Last year Stephen Smith, an American-born longtime Africa correspondent for the Paris dailies Le Monde and Libération, now a professor of African and African-American studies at Duke, published (in French) La ruée vers l’Europe, a short, sober, open-minded book about the coming mass migration out of Africa. The most important book written until then on the subject, it quickly became the talk of Paris. It has now been published in English, titled: The Scramble for Europe: Young Africa on its way to the Old Continent. At The American Conservative, Rod Dreher quotes Christopher Caldwell discussing Smith in a piece from National Review on The Coming Migration out of Sub-Saharan Africa. He writes:
Smith begins by laying out some facts. Africa is adding people at a rate never before seen on any continent. The population of sub-Saharan Africa alone, now about a billion people, will more than double to 2.2 billion people by mid-century, while that of Western Europe will fall to a doddering half billion or so. We should note that the figures Smith uses are not something he dreamed up while out on a walk — they are the official United Nations estimates, which in recent years have frequently underestimated population shifts.

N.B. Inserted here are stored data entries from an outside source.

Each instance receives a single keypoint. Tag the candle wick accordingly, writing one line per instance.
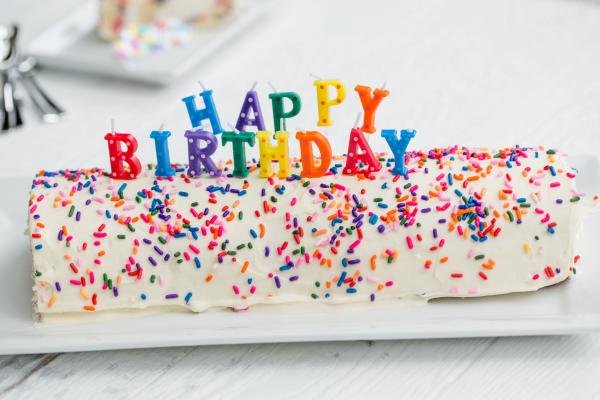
(232, 127)
(358, 117)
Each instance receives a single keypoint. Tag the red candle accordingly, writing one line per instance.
(123, 163)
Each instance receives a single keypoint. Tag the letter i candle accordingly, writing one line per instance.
(290, 229)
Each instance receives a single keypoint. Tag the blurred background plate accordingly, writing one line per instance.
(71, 44)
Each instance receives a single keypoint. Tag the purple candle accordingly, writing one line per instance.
(200, 156)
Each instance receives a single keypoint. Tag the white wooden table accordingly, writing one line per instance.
(470, 72)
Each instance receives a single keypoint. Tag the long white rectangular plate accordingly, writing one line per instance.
(567, 308)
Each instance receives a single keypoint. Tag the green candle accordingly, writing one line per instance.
(239, 150)
(279, 113)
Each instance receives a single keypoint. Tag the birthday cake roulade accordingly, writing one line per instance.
(454, 222)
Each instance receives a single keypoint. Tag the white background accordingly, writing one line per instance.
(494, 73)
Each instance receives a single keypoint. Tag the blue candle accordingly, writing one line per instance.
(163, 160)
(398, 146)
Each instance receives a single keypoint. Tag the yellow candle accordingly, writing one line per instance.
(269, 153)
(323, 100)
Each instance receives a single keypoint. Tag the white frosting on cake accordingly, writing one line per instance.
(212, 265)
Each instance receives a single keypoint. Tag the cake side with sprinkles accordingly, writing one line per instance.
(460, 223)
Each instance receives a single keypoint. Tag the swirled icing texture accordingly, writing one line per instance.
(462, 222)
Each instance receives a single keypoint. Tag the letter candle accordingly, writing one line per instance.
(370, 104)
(269, 153)
(209, 112)
(123, 164)
(309, 168)
(360, 158)
(398, 147)
(238, 141)
(279, 113)
(202, 144)
(200, 156)
(163, 161)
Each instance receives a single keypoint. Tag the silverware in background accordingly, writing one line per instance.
(16, 70)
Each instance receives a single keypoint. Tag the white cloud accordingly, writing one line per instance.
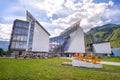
(58, 31)
(5, 31)
(88, 12)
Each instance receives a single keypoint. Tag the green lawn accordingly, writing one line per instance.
(111, 59)
(51, 69)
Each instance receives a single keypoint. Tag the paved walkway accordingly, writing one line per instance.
(102, 62)
(111, 63)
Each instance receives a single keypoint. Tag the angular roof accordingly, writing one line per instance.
(31, 18)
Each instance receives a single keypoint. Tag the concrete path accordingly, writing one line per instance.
(110, 63)
(103, 62)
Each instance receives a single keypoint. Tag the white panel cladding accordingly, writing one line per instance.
(40, 39)
(77, 43)
(102, 48)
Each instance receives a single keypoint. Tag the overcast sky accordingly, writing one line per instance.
(57, 15)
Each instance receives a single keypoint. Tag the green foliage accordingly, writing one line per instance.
(51, 69)
(111, 59)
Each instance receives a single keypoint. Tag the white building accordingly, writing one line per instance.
(29, 36)
(70, 41)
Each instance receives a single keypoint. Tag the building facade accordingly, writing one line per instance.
(29, 36)
(70, 41)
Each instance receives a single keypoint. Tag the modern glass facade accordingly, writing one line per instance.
(60, 43)
(19, 35)
(31, 37)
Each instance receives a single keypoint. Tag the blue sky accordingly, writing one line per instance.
(57, 15)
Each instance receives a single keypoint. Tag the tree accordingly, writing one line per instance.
(1, 51)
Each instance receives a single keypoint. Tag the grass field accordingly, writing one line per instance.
(51, 69)
(111, 59)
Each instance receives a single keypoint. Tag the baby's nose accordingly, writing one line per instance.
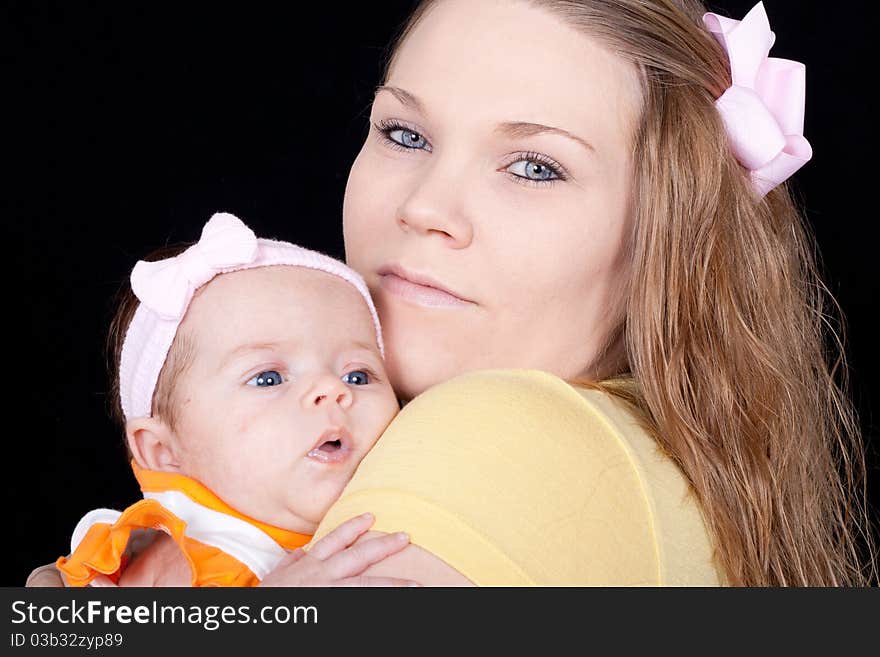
(329, 389)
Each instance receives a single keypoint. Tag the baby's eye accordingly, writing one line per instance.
(357, 377)
(266, 379)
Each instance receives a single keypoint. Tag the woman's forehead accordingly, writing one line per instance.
(493, 62)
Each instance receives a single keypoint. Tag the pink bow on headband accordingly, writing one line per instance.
(763, 111)
(166, 286)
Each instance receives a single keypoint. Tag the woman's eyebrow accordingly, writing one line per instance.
(403, 96)
(518, 129)
(513, 129)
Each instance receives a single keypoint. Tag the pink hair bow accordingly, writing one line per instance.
(166, 286)
(763, 110)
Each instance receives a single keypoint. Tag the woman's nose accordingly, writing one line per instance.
(328, 390)
(436, 208)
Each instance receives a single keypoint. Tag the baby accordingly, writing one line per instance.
(252, 383)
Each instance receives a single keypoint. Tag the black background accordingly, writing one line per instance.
(127, 125)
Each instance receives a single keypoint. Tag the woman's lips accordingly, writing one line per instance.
(397, 282)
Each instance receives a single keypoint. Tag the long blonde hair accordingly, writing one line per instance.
(729, 331)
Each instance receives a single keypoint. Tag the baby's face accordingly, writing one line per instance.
(285, 394)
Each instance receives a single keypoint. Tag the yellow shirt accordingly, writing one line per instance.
(516, 478)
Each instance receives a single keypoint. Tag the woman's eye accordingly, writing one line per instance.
(408, 138)
(357, 378)
(266, 379)
(533, 170)
(403, 137)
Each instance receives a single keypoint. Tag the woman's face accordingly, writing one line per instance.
(498, 167)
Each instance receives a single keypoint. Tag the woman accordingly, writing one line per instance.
(548, 186)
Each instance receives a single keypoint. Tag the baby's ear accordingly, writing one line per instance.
(153, 444)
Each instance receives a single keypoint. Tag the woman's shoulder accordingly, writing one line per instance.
(527, 401)
(583, 443)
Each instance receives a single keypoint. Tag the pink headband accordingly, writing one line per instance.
(763, 110)
(165, 289)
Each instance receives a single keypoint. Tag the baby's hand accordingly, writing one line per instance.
(334, 561)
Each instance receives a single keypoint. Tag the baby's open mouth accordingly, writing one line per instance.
(333, 446)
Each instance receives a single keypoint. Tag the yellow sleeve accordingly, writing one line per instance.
(513, 479)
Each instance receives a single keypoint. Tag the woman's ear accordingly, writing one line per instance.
(153, 444)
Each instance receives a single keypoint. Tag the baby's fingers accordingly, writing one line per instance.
(356, 559)
(341, 537)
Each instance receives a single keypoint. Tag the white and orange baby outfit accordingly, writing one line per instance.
(223, 546)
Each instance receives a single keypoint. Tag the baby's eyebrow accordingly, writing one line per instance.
(247, 348)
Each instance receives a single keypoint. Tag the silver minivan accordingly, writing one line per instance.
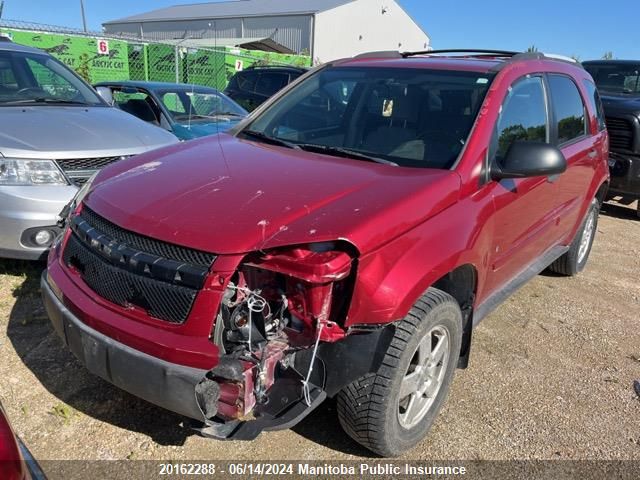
(55, 132)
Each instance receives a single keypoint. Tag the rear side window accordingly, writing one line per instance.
(270, 83)
(247, 81)
(523, 116)
(596, 103)
(568, 108)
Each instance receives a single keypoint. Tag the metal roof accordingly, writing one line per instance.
(235, 8)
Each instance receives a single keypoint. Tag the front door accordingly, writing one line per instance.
(523, 208)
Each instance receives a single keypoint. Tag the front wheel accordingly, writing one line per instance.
(391, 410)
(575, 259)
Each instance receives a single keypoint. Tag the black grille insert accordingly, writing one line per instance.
(73, 164)
(127, 275)
(147, 244)
(620, 133)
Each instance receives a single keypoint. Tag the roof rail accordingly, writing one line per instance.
(250, 67)
(380, 54)
(493, 53)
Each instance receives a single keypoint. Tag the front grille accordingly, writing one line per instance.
(127, 275)
(79, 169)
(620, 133)
(147, 244)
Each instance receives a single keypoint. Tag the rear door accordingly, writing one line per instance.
(571, 131)
(523, 219)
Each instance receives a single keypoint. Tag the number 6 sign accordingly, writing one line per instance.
(103, 47)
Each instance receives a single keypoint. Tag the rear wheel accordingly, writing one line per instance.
(391, 410)
(575, 259)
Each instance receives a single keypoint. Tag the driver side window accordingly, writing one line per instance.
(50, 82)
(523, 116)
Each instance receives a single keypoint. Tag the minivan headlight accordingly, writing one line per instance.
(27, 171)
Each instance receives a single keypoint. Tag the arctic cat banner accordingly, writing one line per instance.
(95, 59)
(100, 59)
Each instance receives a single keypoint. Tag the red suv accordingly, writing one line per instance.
(342, 241)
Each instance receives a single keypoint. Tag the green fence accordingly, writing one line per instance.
(97, 58)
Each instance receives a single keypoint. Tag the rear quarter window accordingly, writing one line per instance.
(523, 116)
(596, 103)
(568, 109)
(247, 81)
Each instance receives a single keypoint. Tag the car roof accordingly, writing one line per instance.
(275, 68)
(8, 45)
(155, 85)
(481, 61)
(611, 62)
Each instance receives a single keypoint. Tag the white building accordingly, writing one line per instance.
(324, 29)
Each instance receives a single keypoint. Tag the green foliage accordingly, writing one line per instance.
(62, 411)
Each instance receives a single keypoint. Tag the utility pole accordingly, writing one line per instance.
(84, 20)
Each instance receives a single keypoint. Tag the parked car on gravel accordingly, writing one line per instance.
(344, 241)
(55, 132)
(253, 86)
(187, 111)
(619, 84)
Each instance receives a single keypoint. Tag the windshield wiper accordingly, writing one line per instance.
(343, 152)
(45, 100)
(228, 114)
(267, 139)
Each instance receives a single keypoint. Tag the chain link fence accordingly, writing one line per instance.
(99, 57)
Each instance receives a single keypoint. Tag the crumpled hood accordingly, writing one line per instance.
(200, 129)
(75, 132)
(226, 195)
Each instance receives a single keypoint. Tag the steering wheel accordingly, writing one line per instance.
(443, 137)
(26, 90)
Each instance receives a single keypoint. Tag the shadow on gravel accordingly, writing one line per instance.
(322, 427)
(61, 374)
(619, 211)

The closer you look, the more disorienting is the change. In 1950 the Saharan country of Niger, with 2.6 million people, was smaller than Brooklyn. In 2050, with 68.5 million people, it will be the size of France. By that time, nearby Nigeria, with 411 million people, will be considerably larger than the United States. In 1960, Nigeria’s capital, Lagos, had only 350,000 people. It was smaller than Newark. But Lagos is now 60 times as large as it was then, with a population of 21 million, and it is projected to double again in size in the next generation, making it the largest city in the world, with a population roughly the same as Spain’s.

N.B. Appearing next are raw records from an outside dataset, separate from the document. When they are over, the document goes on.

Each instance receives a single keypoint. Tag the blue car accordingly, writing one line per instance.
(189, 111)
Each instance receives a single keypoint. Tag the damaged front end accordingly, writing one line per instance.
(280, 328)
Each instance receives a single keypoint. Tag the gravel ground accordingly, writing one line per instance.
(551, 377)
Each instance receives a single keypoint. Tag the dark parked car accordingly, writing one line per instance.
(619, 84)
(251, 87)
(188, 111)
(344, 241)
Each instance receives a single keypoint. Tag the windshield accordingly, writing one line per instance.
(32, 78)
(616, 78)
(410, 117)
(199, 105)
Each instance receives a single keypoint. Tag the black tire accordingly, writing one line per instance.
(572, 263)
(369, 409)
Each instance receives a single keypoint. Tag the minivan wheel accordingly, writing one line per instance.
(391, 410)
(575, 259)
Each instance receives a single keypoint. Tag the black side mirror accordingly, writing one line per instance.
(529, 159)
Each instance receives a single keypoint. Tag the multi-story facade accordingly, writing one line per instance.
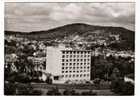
(68, 64)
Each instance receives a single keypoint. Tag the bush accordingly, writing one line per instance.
(36, 92)
(53, 91)
(122, 88)
(9, 89)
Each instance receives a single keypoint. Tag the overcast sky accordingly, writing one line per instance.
(28, 17)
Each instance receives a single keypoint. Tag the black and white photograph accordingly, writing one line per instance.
(69, 48)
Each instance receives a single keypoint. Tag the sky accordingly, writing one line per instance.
(27, 17)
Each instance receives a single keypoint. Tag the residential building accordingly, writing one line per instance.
(68, 64)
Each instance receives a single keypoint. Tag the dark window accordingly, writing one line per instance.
(56, 77)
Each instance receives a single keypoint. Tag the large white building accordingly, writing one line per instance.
(68, 64)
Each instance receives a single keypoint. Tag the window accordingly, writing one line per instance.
(56, 77)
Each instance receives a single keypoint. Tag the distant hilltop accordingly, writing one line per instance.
(127, 37)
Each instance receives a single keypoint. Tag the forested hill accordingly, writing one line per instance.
(83, 30)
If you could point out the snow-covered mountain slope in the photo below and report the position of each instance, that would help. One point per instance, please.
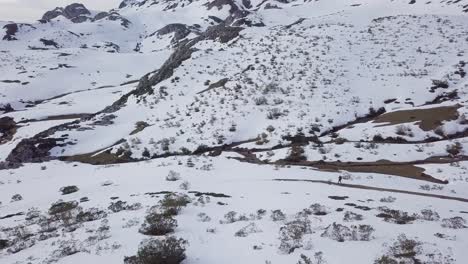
(223, 107)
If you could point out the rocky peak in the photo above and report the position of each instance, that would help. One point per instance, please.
(75, 12)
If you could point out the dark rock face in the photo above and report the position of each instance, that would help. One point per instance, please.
(3, 244)
(7, 124)
(113, 17)
(75, 12)
(6, 108)
(33, 150)
(48, 42)
(100, 16)
(180, 30)
(11, 30)
(220, 3)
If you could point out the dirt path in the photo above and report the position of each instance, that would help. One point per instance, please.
(364, 187)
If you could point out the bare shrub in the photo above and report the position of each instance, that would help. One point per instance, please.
(454, 149)
(351, 216)
(157, 224)
(456, 222)
(292, 233)
(277, 215)
(343, 233)
(248, 229)
(159, 251)
(68, 189)
(396, 216)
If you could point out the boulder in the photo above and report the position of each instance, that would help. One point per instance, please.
(77, 13)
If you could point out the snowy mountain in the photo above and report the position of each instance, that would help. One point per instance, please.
(191, 128)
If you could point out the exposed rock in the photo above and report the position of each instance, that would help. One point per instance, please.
(3, 243)
(11, 30)
(6, 108)
(112, 17)
(49, 42)
(75, 12)
(100, 16)
(219, 4)
(181, 31)
(7, 128)
(33, 150)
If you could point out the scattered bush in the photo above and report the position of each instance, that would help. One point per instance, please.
(429, 215)
(456, 222)
(396, 216)
(246, 230)
(343, 233)
(389, 199)
(277, 215)
(204, 217)
(91, 214)
(16, 198)
(157, 224)
(454, 149)
(173, 203)
(154, 251)
(292, 233)
(173, 176)
(318, 209)
(68, 189)
(351, 216)
(119, 205)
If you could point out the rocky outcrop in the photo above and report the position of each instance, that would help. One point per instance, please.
(33, 150)
(49, 42)
(180, 31)
(113, 16)
(7, 129)
(11, 30)
(77, 13)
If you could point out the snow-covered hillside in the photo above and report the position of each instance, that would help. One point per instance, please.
(226, 124)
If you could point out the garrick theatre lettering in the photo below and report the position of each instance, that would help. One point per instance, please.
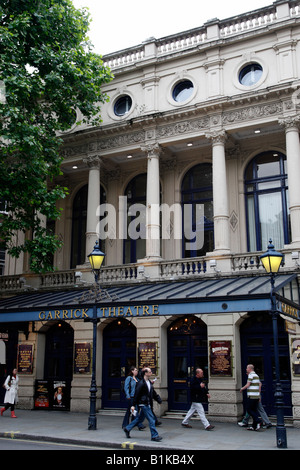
(120, 311)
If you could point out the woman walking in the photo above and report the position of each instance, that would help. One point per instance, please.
(129, 389)
(11, 395)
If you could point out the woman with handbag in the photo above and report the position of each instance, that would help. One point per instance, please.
(11, 395)
(129, 389)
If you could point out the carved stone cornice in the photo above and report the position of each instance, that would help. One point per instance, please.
(152, 150)
(217, 137)
(93, 162)
(290, 122)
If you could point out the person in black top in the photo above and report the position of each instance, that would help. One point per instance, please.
(199, 395)
(143, 398)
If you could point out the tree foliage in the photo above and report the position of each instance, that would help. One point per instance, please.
(47, 71)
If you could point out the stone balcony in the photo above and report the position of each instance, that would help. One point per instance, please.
(147, 271)
(213, 30)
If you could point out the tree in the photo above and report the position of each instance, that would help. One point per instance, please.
(48, 70)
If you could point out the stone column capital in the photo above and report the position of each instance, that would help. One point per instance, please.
(152, 150)
(93, 161)
(217, 137)
(290, 122)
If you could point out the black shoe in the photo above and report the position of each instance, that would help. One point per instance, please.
(156, 439)
(127, 433)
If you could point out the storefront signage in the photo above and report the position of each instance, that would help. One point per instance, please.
(25, 358)
(131, 311)
(220, 358)
(147, 355)
(70, 314)
(82, 358)
(289, 309)
(296, 356)
(112, 311)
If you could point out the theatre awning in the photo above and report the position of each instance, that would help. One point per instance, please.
(210, 295)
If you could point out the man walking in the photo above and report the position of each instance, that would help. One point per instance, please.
(199, 395)
(252, 386)
(143, 398)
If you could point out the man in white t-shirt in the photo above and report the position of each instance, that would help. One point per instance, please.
(252, 386)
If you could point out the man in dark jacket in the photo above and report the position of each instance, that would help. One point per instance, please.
(143, 398)
(199, 395)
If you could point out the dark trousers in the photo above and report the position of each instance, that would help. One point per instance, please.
(252, 404)
(11, 405)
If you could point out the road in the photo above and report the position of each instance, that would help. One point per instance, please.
(20, 444)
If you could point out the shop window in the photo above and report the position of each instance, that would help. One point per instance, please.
(135, 247)
(250, 74)
(182, 91)
(196, 190)
(266, 192)
(122, 105)
(79, 216)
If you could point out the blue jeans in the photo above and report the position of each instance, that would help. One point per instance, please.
(145, 412)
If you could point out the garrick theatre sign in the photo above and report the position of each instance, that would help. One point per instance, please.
(84, 313)
(209, 295)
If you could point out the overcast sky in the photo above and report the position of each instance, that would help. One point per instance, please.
(118, 24)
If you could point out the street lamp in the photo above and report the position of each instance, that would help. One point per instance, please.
(96, 258)
(271, 261)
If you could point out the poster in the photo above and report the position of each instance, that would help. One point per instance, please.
(82, 358)
(52, 395)
(220, 358)
(296, 356)
(147, 355)
(25, 358)
(41, 396)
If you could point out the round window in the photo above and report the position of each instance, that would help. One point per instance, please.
(122, 105)
(250, 74)
(183, 91)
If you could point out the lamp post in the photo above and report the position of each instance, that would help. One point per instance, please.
(271, 261)
(96, 258)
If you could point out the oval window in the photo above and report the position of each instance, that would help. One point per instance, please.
(250, 74)
(183, 91)
(122, 105)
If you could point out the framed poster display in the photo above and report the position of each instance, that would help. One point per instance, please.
(220, 358)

Dreher goes on to quote a 2013 interview with Jean Raspail, author of “the dystopian anti-migrant novel The Camp of Saints.” Raspail, writes Dreher, says there are only two solutions:
- Either we try to live with it and France – its culture, its civilization – will disappear even without a funeral.
- At the point where we are, the steps we should take are necessarily very coercive. I do not believe and I do not see anyone who has the courage to take them.